O Globo
Discussão eleitoral, que hoje gira em torno
da política, vai começar quando os problemas dos candidatos derem espaço para
os problemas do Brasil
Mais alguns meses e o Brasil vai
começar a discutir o seu futuro. Por ora, o barulho eleitoral ocorre apenas em
torno da política. O que se debate agora é se Lula vai melhor com Alckmin de
vice ou se uma chapa puro sangue faz sentido (não faz). Bolsonaro testa seus
generais também de olho em um vice. Ele quer alguém que meta medo. Sim, porque
se Lula quer um confiável, o capitão precisa de um assustador, por isso Braga
Netto entra na lista.

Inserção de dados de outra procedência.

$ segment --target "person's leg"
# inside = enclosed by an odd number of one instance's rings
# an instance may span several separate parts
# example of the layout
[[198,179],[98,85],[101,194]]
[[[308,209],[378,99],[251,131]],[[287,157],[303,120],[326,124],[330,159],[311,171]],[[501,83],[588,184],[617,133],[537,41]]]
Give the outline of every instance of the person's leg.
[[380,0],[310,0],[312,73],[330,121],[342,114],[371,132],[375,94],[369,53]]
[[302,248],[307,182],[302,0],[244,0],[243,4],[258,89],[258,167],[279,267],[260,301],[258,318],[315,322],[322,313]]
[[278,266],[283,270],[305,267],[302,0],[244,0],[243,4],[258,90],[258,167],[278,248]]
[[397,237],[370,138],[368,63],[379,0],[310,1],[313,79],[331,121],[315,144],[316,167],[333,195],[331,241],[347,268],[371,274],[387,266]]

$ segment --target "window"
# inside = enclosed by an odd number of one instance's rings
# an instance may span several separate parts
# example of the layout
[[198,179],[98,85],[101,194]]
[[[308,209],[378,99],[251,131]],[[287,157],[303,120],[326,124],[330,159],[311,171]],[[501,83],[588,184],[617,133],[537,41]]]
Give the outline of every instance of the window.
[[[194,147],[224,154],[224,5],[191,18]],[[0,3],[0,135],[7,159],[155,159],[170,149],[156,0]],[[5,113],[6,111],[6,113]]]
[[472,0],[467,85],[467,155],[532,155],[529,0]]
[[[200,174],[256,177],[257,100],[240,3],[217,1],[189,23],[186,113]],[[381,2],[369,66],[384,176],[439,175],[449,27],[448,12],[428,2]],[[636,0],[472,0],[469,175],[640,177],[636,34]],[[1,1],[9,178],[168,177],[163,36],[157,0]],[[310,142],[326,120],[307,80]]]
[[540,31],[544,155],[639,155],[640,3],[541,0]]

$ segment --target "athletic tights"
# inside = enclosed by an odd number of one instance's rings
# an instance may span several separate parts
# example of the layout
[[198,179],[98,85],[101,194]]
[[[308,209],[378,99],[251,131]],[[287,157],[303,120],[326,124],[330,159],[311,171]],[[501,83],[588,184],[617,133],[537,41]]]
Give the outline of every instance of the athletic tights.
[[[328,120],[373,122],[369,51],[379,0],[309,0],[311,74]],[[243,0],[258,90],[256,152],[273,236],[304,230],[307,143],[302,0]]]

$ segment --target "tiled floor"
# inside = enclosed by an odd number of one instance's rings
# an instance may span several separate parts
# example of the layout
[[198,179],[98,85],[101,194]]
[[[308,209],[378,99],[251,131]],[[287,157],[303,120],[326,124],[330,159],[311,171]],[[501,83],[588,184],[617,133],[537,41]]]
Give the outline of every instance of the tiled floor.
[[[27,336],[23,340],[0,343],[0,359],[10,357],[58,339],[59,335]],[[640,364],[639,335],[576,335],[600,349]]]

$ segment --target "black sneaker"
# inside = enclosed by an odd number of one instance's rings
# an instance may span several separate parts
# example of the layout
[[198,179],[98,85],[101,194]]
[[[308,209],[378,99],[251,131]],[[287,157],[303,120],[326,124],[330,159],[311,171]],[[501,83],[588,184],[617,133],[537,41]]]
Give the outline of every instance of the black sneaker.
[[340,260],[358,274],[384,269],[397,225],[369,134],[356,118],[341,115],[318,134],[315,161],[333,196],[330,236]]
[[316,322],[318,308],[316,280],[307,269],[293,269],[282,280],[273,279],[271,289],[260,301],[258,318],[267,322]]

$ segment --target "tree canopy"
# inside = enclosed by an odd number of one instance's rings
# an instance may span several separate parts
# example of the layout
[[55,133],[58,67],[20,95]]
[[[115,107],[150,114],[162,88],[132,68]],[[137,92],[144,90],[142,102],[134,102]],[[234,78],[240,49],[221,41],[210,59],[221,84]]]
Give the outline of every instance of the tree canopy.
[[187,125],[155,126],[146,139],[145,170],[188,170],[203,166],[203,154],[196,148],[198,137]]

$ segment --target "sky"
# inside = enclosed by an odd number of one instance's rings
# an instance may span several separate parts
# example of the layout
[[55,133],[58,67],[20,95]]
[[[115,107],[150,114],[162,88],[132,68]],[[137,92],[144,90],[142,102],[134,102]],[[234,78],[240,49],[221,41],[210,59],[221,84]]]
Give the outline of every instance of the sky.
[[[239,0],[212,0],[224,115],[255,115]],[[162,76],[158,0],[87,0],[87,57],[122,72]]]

Moro fica tateando aqui e ali enquanto Ciro e Doria
permanecem esperando não se sabe bem o que. O fato é que a campanha só vai
começar quando os problemas dos candidatos derem espaço para a discussão dos
problemas do Brasil.
Os candidatos, que hoje apenas apontam defeitos em seus adversários, terão de mostrar como vão agir diante da série de desafios que o país terá de enfrentar depois de superada a pandemia. Todos os muitos pontos da pauta serão trazidos à luz e de nada servirá ao candidato tentar deles se afastar. Hoje, Lula foge de temas como aborto e combate à drogas de maneira a não perder votos evangélicos. Na campanha para valer ele terá de se posicionar claramente. Da mesma forma, seu principal adversário terá de falar sobre assuntos que não gosta de tratar, como sua relação íntima com a milícia, por exemplo. É assim que funciona uma campanha presidencial.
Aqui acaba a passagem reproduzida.